I recently enabled SNMP monitoring for all of our ESXi hosts.  Overall it has been really nice to see the additional detail this provides in addition to the Cisco UCS monitoring and VCENTER monitoring.

However, I am not sure what happened, but over the last few weeks the monitoring status of the VMWare servers cotinuously bounces between regular operational and unknown state.

Overall all the statistics still appear to be there.  I am not sure if anything is actually failing.  But the logs of my Orion server are now filled non-stop with each of the individual application monitors for each host bouncing between unknown and up state.

Is anyone else seeing this?  Is there something I can do to figure out what the issue is?  Am I polling the servers too often?

I am running latest versions of all Solarwinds and VMWare products involved and Cisco firmware.

 
  • Re: VMWare ESXi 5 Host Monitoring Status Bouncing
    aLTeReGo

    I can't say I've ever seen this behavior with default polling. If you've adjusted the polling interval I'd recommend turning this back to default to see if that resolves the issue. Another possibility is latency issues if you're polling across a bandwidth contentious highly latent link. If this doesn't describe your environment and you're currently polling with default intervals I'd recommend opening a case with support so we can take a look at your diagnostics.

  • Re: VMWare ESXi 5 Host Monitoring Status Bouncing
    phil.braithwaite

    We also see this happening with our VM Host templates. We are on the latest version of everything and confident that we dont have any network bottlenecks.

  • Re: VMWare ESXi 5 Host Monitoring Status Bouncing
    Tom Bateman

    I have observed the same behavior on a few of our ESX 4.1 hosts.  None of our ESXi 5 hosts have done this.

  • Re: VMWare ESXi 5 Host Monitoring Status Bouncing
    phil.braithwaite

    Seems like there was a Job timeout detected, this seems to have fixed it now.


    Can you do the following:

    To replace one or both job engine databases:

    1.     Log on to your Orion server using an account with administrative rights.

    2.     Click Start > All Programs > SolarWinds Orion > Advanced Features > Orion Service Manager.

    3.     Click Shutdown Everything.
    Note: It may take a few minutes to stop all services.

    1.     If you are replacing the job engine version 2 database, complete the following steps:

    2.     Make a backup copy of JobEngine35.sdf as JobEngine35.old.
    Notes:

    o    The default location of this file on Windows Server 2008 is C:\ProgramData\SolarWinds\JobEngine.v2\Data\.

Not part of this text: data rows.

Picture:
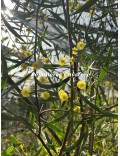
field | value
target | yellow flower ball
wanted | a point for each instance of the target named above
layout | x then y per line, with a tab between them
80	45
27	75
40	59
35	66
46	60
78	6
70	4
43	79
20	53
72	59
25	92
91	13
86	1
62	75
81	84
40	22
24	66
76	109
27	53
62	61
74	51
107	83
45	95
14	51
29	30
41	34
40	12
45	18
63	95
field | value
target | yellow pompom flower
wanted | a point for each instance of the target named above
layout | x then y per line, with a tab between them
76	109
29	30
40	59
70	4
74	51
45	18
23	47
14	51
62	75
78	98
40	12
25	92
43	79
46	60
86	1
41	34
67	75
45	95
35	66
81	84
63	95
27	53
27	75
93	6
78	6
91	13
107	83
72	59
62	61
6	140
40	22
24	66
80	45
20	53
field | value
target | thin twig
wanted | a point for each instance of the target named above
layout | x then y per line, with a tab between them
65	138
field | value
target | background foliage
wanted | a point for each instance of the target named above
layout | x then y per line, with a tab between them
52	127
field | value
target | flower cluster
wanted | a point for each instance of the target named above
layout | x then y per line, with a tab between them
109	84
81	84
76	109
43	79
25	92
63	95
62	61
45	95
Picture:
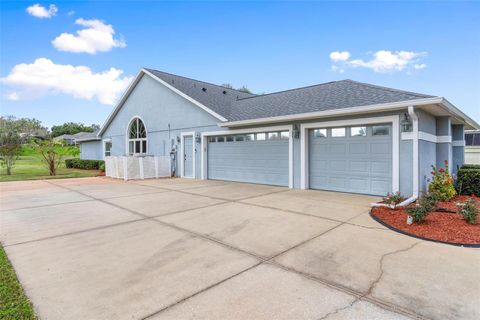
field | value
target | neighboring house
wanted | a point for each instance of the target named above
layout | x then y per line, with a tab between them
472	147
71	139
341	136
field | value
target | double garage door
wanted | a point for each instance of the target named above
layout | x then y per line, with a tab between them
351	159
348	159
254	157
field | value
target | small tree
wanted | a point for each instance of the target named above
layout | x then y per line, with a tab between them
10	143
53	153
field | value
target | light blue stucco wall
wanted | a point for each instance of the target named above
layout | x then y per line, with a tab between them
458	151
166	115
91	150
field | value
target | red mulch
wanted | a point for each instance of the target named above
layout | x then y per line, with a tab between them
441	226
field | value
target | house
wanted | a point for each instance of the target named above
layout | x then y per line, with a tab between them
342	136
472	147
71	139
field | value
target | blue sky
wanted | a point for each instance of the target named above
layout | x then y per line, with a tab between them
426	47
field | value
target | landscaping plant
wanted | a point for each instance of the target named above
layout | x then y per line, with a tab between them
393	199
468	180
424	206
442	183
469	211
53	153
10	143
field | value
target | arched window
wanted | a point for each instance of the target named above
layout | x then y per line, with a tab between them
137	137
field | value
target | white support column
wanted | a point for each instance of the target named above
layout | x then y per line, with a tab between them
125	168
155	160
140	168
416	174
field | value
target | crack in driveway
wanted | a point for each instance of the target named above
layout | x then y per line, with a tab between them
374	283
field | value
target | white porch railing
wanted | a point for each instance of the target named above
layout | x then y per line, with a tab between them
131	168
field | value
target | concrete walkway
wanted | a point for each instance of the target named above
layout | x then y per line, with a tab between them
96	248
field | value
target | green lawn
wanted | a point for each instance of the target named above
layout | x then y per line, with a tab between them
13	302
31	167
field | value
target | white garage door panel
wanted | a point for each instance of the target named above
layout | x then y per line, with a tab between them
264	162
351	164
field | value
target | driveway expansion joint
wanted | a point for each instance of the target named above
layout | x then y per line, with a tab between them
261	260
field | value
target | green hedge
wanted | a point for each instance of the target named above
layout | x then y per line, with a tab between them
468	180
84	164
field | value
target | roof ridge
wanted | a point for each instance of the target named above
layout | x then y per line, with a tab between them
209	83
282	91
387	88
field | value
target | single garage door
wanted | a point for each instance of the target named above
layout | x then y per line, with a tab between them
254	158
351	159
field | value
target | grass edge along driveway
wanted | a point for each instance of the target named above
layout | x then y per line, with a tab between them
14	304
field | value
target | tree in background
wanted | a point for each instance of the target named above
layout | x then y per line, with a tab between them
10	142
73	128
53	153
25	127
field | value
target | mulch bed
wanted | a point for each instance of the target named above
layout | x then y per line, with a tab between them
439	226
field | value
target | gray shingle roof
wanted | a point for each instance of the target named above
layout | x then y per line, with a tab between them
214	97
235	105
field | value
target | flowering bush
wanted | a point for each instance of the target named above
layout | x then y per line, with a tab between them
393	199
442	183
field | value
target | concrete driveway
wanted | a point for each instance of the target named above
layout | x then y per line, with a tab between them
96	248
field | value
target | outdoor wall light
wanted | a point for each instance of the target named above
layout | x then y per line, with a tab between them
296	131
406	123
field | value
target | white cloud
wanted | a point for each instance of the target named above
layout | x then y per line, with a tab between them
337	56
41	12
44	77
96	36
420	66
383	61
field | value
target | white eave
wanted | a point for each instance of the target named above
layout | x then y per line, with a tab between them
132	86
384	107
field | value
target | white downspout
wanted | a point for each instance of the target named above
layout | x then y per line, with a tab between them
416	172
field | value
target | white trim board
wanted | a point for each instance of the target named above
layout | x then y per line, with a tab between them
204	146
458	143
425	136
394	120
182	153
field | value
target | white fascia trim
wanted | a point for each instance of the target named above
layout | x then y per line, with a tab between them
195	102
336	112
204	145
120	102
425	136
458	143
459	114
182	153
394	120
132	85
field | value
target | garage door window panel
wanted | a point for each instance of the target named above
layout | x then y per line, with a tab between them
338	132
358	131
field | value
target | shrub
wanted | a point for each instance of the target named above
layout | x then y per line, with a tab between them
393	199
418	213
469	211
442	183
468	181
429	201
84	164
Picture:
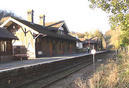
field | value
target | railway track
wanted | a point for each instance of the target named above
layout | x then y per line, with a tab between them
42	75
57	75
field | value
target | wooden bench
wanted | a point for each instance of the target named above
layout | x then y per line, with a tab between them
21	56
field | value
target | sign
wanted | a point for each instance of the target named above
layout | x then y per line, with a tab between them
93	51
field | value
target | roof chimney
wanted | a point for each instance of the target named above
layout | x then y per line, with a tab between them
42	20
30	15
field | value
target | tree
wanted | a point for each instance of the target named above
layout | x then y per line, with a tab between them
98	34
119	15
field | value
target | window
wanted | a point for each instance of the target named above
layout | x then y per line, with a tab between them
3	46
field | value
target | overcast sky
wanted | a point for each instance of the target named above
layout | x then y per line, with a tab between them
76	13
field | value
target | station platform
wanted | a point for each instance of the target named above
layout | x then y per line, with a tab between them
37	61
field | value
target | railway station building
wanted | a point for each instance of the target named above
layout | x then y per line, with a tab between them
39	40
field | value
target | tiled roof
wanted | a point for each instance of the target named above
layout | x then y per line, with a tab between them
47	30
5	34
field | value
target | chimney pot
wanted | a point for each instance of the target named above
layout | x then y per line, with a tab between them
30	15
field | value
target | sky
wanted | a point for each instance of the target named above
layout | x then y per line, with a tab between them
76	13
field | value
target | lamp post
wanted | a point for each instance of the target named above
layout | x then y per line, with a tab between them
93	52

    o    The default location of this file on Windows Server 2003 is C:\Documents and Settings\All Users\Application Data\SolarWinds\JobEngine.v2\Data\.

    3.     Make a copy of JobEngine35 - Blank.sdf and rename it as JobEngine35.sdf.
    Notes:

    o    The default location of this file on Windows Server 2008 is C:\ProgramData\SolarWinds\JobEngine.v2\Data\.

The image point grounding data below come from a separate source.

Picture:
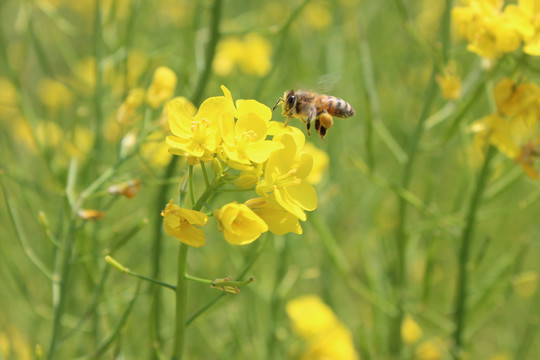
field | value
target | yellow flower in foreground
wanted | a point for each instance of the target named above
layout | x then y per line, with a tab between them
428	350
279	221
239	223
410	330
180	223
162	87
244	140
310	316
285	176
335	344
197	136
54	94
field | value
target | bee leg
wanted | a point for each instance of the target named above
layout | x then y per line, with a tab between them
322	132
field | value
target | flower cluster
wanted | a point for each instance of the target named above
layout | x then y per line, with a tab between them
514	128
326	336
492	29
251	152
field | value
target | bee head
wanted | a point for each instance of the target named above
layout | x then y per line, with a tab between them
290	101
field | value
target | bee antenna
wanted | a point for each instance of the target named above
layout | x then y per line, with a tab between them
280	100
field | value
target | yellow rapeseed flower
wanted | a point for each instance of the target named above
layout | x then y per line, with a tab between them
244	141
316	323
54	94
285	175
428	350
450	83
310	316
197	136
239	223
251	54
181	223
126	114
279	221
410	330
492	30
162	87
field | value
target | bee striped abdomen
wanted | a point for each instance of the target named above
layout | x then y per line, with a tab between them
335	106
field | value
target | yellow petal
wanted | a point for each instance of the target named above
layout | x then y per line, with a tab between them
179	119
246	107
260	151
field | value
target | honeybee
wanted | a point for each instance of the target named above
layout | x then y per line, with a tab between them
309	106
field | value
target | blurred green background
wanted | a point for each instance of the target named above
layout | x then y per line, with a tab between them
67	66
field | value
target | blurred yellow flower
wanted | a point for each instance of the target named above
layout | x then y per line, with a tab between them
80	144
251	54
54	94
450	83
410	330
197	136
14	346
526	284
514	128
529	155
181	223
244	140
285	176
49	134
279	221
501	356
239	223
316	323
320	163
162	87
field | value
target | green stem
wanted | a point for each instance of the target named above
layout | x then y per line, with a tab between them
198	279
181	303
401	235
98	89
62	282
210	53
205	174
460	310
247	267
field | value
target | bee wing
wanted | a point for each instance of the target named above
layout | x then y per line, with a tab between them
326	83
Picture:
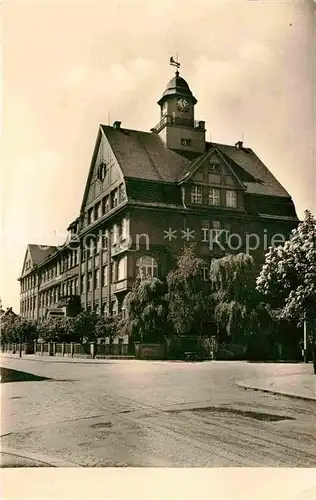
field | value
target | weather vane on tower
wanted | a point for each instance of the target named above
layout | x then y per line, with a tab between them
175	63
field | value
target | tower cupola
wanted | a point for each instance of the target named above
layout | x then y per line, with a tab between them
177	127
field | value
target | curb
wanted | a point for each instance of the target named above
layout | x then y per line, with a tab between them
49	461
276	393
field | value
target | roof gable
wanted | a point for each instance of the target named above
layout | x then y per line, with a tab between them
212	168
35	255
255	176
143	155
104	170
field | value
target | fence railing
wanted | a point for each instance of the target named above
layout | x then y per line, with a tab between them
92	350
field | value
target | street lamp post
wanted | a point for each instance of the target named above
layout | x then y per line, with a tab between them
305	340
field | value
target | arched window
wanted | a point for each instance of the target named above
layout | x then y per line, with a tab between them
146	267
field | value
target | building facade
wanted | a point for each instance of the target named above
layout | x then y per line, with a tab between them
147	195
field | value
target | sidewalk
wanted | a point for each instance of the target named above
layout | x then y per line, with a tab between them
10	457
66	359
301	386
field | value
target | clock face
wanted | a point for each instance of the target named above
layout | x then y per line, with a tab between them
183	104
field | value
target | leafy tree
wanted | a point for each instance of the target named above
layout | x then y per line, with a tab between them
59	329
18	329
147	310
107	326
288	276
85	326
238	311
190	309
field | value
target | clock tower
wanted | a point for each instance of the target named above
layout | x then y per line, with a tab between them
177	127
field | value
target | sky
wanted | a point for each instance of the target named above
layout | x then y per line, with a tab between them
69	65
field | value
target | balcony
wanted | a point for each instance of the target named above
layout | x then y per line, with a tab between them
177	120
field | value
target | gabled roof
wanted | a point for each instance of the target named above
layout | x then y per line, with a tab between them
39	253
251	171
143	155
198	162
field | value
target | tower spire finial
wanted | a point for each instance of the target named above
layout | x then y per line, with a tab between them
175	63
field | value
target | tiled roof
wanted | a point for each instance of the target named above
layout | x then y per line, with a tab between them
40	253
153	192
251	171
143	155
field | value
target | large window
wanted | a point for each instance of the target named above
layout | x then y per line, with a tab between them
146	267
214	197
90	216
83	282
125	229
105	205
114	199
97	278
196	194
122	269
105	276
122	193
231	199
115	235
97	211
89	282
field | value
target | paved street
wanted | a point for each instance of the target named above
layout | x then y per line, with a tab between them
156	414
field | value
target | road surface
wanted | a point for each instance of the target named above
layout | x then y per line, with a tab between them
129	413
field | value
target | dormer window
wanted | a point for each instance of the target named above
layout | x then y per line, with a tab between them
186	142
196	194
231	199
90	215
214	197
114	198
214	167
101	171
105	205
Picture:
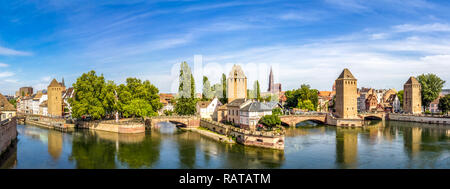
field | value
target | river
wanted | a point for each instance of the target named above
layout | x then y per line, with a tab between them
389	144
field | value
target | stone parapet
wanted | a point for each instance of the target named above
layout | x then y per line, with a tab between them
421	119
130	127
264	139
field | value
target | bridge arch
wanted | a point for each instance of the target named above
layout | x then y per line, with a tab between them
179	121
293	120
373	117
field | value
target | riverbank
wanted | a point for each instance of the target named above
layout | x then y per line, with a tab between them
420	119
8	135
263	139
49	122
210	134
123	126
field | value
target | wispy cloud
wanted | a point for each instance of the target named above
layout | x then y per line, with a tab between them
3	65
6	74
435	27
12	52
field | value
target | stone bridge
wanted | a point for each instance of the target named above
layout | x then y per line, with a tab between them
378	115
292	120
183	121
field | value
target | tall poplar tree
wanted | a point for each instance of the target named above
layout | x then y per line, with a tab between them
431	87
186	101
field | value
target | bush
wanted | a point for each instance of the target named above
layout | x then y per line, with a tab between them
270	120
277	111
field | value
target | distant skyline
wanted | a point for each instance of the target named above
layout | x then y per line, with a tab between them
382	42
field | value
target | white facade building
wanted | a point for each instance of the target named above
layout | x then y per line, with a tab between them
251	113
208	109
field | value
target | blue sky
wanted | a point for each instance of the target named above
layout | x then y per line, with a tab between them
382	42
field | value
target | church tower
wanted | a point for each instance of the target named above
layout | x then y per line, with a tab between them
55	101
236	84
270	89
412	99
346	95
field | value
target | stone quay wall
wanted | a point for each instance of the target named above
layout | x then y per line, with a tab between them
49	122
111	126
264	139
420	119
8	134
331	120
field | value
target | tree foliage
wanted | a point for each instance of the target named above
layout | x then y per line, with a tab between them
186	101
96	98
444	104
305	105
138	99
277	111
87	99
303	98
431	87
13	102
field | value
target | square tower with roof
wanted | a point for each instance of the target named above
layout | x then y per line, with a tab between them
346	96
412	99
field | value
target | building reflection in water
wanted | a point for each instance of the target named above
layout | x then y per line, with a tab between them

    o    The default location of this file on Windows Server 2003 is C:\Documents and Settings\All Users\Application Data\SolarWinds\JobEngine.v2\Data\.

    4.     Right-click JobEngine35.sdf, as renamed in the previous step.

    5.     Click Properties.

    6.     Clear the Read-only option.

    7.     On your Orion server, click Start > All Programs > SolarWinds Orion > Advanced Features > Orion Service Manager.

    8.     Click Start Everything.
    Note: It may take a few minutes to start all services.